Sidekiq RubySampler metrics missing due to prometheus metrics files unlinked
Summary
Sidekiq prometheus metrics files tmp/prometheus_multiproc_dir/sidekiq/gauge_all_sidekiq-*.db
is(are) created by
# from file `config/initializers/7_prometheus_metrics.rb`
if !Rails.env.test? && Gitlab::Metrics.prometheus_metrics_enabled?
Gitlab::Cluster::LifecycleEvents.on_worker_start do
defined?(::Prometheus::Client.reinitialize_on_pid_change) && Prometheus::Client.reinitialize_on_pid_change
Gitlab::Metrics::Samplers::RubySampler.initialize_instance(Settings.monitoring.ruby_sampler_interval).start
end
Gitlab::Cluster::LifecycleEvents.on_master_start do
::Prometheus::Client.reinitialize_on_pid_change(force: true)
But the file(s) is(are) unlinked later by:
# from file `config/initializers/7_prometheus_metrics.rb`
Sidekiq.configure_server do |config|
config.on(:startup) do
# webserver metrics are cleaned up in config.ru: `warmup` block
Prometheus::CleanupMultiprocDirService.new.execute
Gitlab::Metrics::SidekiqMetricsExporter.instance.start
end
end
As a result, Sidekiq RubySampler metrics are all missing.
Why CleanupMultiprocDirService happens later than reinitialize_on_pid_change?
Because in Gitlab::Cluster::LifecycleEvents.on_worker_start
, it does the yield
action immediately, instead of hook the code block to Sidekiq onstart event.
def on_worker_start(&block)
if in_clustered_environment?
# Defer block execution
(@worker_start_hooks ||= []) << block
else
yield
end
end
def in_clustered_environment?
# Sidekiq doesn't fork
return false if Sidekiq.server?
# Unicorn always forks
return true if defined?(::Unicorn)
# Puma sometimes forks
return true if in_clustered_puma?
# Default assumption is that we don't fork
false
end
Steps to reproduce
This is the steps to reproduce this issue in GDK:
- in config/gitlab.yml, enable Sidekiq_exporter sidekiq_exporter: enabled: true address: localhost port: 3807
- delete all files under tmp/prometheus_multiproc_dir/sidekiq
- gdk run
- watch the folder tmp/prometheus_multiproc_dir/sidekiq, the folder files changes:
4.1) two files gauge_all_sidekiq-1.db and gauge_all_sidekiq-0.db are created — this happens around the time rails-background-jobs started Sidekiq, by
config/initializers/7_prometheus_metrics.rb
, where
if !Rails.env.test? && Gitlab::Metrics.prometheus_metrics_enabled?
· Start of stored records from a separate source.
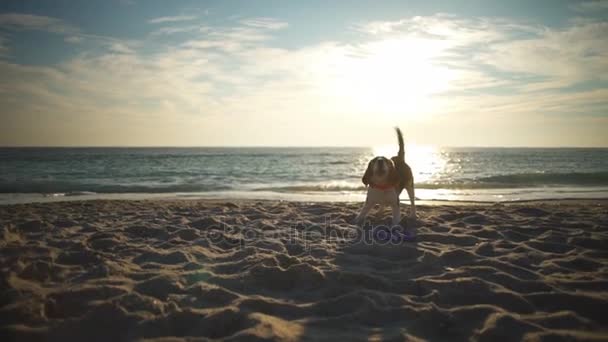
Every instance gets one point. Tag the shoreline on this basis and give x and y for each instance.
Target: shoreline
(24, 198)
(279, 270)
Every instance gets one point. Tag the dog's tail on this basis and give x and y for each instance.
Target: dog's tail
(401, 153)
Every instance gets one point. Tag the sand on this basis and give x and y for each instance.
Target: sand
(198, 270)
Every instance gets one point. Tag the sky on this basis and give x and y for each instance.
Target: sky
(303, 73)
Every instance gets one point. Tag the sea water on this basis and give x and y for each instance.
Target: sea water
(309, 174)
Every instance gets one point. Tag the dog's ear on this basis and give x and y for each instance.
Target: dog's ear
(368, 173)
(393, 176)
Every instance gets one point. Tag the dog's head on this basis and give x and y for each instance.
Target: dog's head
(380, 170)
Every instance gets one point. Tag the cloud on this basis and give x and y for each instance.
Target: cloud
(173, 19)
(433, 71)
(265, 23)
(18, 21)
(590, 6)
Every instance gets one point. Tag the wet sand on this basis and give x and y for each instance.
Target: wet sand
(247, 270)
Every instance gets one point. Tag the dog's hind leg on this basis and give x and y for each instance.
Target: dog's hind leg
(380, 211)
(410, 192)
(396, 213)
(364, 211)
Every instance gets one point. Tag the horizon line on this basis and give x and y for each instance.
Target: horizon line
(276, 146)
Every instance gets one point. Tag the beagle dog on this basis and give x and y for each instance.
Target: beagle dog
(385, 180)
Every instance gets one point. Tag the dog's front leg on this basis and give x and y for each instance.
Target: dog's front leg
(396, 213)
(366, 208)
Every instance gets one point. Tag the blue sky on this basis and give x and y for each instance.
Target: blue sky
(301, 73)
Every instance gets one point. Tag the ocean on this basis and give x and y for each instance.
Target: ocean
(300, 174)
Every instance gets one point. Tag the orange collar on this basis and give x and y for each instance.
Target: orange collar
(383, 186)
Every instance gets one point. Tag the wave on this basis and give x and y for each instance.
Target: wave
(523, 180)
(69, 188)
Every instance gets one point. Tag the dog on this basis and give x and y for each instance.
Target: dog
(385, 179)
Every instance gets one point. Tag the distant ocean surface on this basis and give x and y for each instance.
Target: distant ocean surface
(308, 174)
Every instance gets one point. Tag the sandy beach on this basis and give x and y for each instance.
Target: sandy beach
(289, 271)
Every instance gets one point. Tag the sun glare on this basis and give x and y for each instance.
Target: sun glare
(392, 77)
(428, 160)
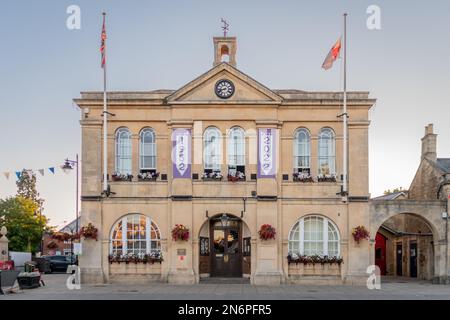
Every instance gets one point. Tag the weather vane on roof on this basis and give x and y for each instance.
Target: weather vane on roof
(225, 27)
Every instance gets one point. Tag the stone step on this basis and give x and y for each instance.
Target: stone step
(225, 280)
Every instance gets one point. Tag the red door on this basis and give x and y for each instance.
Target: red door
(380, 253)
Gitlab::Cluster::LifecycleEvents.on_worker_start do
defined?(::Prometheus::Client.reinitialize_on_pid_change) && Prometheus::Client.reinitialize_on_pid_change
Gitlab::Metrics::Samplers::RubySampler.initialize_instance(Settings.monitoring.ruby_sampler_interval).start
end
Gitlab::Cluster::LifecycleEvents.on_master_start do
::Prometheus::Client.reinitialize_on_pid_change(force: true)
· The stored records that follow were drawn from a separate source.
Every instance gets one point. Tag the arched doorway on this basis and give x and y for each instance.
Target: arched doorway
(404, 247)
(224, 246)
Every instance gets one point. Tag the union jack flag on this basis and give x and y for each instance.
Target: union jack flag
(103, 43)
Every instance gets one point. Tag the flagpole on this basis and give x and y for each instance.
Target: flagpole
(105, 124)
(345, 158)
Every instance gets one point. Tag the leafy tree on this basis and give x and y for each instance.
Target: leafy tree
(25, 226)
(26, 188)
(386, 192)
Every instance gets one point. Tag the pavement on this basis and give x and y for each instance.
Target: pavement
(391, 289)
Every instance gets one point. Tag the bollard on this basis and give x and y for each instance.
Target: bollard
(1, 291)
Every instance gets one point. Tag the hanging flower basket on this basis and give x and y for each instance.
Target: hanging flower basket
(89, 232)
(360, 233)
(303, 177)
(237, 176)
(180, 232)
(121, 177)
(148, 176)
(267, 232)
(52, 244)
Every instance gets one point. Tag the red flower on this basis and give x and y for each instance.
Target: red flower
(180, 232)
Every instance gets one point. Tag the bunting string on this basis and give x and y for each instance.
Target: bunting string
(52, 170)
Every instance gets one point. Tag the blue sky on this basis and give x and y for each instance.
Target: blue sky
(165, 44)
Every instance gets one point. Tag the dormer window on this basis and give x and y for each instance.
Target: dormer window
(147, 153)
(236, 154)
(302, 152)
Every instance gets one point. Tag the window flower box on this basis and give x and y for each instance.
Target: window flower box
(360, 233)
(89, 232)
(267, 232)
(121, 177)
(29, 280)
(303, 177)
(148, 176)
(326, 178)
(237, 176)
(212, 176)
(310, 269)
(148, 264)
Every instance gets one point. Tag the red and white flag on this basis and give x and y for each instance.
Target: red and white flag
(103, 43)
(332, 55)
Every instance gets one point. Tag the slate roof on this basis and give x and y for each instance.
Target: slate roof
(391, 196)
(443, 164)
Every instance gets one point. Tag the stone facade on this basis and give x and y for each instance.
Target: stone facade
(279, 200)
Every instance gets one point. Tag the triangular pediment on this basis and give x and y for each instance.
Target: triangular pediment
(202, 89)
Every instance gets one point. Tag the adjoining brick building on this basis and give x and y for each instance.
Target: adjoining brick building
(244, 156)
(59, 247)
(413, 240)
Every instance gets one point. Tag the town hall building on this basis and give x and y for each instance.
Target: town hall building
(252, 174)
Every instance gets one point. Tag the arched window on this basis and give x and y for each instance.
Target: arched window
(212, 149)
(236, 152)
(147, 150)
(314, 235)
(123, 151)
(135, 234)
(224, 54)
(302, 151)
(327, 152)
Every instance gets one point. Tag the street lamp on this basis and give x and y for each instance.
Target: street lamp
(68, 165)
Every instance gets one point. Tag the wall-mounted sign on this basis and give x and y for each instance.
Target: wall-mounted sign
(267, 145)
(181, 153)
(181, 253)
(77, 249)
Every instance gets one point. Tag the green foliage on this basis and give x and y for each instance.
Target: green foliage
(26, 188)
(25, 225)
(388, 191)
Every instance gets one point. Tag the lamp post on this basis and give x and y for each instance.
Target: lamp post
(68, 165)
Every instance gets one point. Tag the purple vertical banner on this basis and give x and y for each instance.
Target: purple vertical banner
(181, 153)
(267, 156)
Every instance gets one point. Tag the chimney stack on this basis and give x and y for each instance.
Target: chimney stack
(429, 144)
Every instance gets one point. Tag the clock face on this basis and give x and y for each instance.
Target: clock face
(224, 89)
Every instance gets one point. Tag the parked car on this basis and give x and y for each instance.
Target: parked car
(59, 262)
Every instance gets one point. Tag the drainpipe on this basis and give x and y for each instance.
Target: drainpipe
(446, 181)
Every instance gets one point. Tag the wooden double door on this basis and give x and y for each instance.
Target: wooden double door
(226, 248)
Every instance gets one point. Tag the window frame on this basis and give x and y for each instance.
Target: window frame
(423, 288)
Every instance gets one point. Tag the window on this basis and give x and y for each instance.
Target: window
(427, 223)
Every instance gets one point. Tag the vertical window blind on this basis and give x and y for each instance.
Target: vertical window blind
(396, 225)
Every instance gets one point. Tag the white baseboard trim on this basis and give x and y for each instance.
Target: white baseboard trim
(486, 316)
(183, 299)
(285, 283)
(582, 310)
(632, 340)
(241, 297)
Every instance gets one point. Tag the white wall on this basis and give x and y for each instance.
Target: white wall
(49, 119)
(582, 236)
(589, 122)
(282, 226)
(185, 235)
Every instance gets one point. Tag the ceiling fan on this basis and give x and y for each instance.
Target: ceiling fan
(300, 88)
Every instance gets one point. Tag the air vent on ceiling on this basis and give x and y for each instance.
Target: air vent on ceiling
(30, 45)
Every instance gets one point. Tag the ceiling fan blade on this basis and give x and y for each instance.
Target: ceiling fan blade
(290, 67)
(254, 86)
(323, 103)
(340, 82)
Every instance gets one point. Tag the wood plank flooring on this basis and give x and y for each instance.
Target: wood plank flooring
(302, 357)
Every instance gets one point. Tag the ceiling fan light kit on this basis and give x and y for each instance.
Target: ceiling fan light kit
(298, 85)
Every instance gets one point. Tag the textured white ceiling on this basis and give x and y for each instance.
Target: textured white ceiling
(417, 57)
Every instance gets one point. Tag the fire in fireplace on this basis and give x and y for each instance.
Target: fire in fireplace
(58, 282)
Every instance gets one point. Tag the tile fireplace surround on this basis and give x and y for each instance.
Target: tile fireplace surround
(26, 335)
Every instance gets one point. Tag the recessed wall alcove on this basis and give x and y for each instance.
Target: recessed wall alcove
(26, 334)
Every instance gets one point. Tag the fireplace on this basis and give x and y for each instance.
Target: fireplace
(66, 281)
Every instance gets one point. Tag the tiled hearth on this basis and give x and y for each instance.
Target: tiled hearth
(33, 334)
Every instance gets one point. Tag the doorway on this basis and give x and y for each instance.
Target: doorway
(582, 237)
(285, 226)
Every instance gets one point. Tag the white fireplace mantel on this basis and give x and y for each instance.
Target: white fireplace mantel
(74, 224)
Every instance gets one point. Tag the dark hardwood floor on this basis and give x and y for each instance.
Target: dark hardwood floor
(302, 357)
4.2) after a while, all files are deleted — this happens around the time rails-web initialize, by config/initializers/7_prometheus_metrics.rb
, where it add some cleanup logic:
Sidekiq.configure_server do |config|
config.on(:startup) do
# webserver metrics are cleaned up in config.ru: `warmup` block
Prometheus::CleanupMultiprocDirService.new.execute
Gitlab::Metrics::SidekiqMetricsExporter.instance.start
end
end
After that, files gauge_all_sidekiq-1.db and gauge_all_sidekiq-0.db are never re-created.
Run curl http://localhost:3807/metrics | grep ruby_gc_stat_total_freed_objects
, there is no data.
What is the current bug behavior?
In GDK, enable Sidekiq_exporter and run curl http://localhost:3807/metrics | grep ruby_gc_stat_total_freed_objects
, there is no data.
What is the expected correct behavior?
In GDK, enable Sidekiq_exporter and run curl http://localhost:3807/metrics | grep ruby_gc_stat_total_freed_objects
, we should see Rubysampler data.
Possible fixes
There are 2 options to fix this issue:
Option 1) this is more like a patch
: reinitialize the prometheus metrics files after cleanup.
config/initializers/7_prometheus_metrics.rb
, where it add some cleanup logic:
Sidekiq.configure_server do |config|
config.on(:startup) do
# webserver metrics are cleaned up in config.ru: `warmup` block
Prometheus::CleanupMultiprocDirService.new.execute
# fix option 1, reinitialized after cleanup action
::Prometheus::Client.reinitialize_on_pid_change(force: true)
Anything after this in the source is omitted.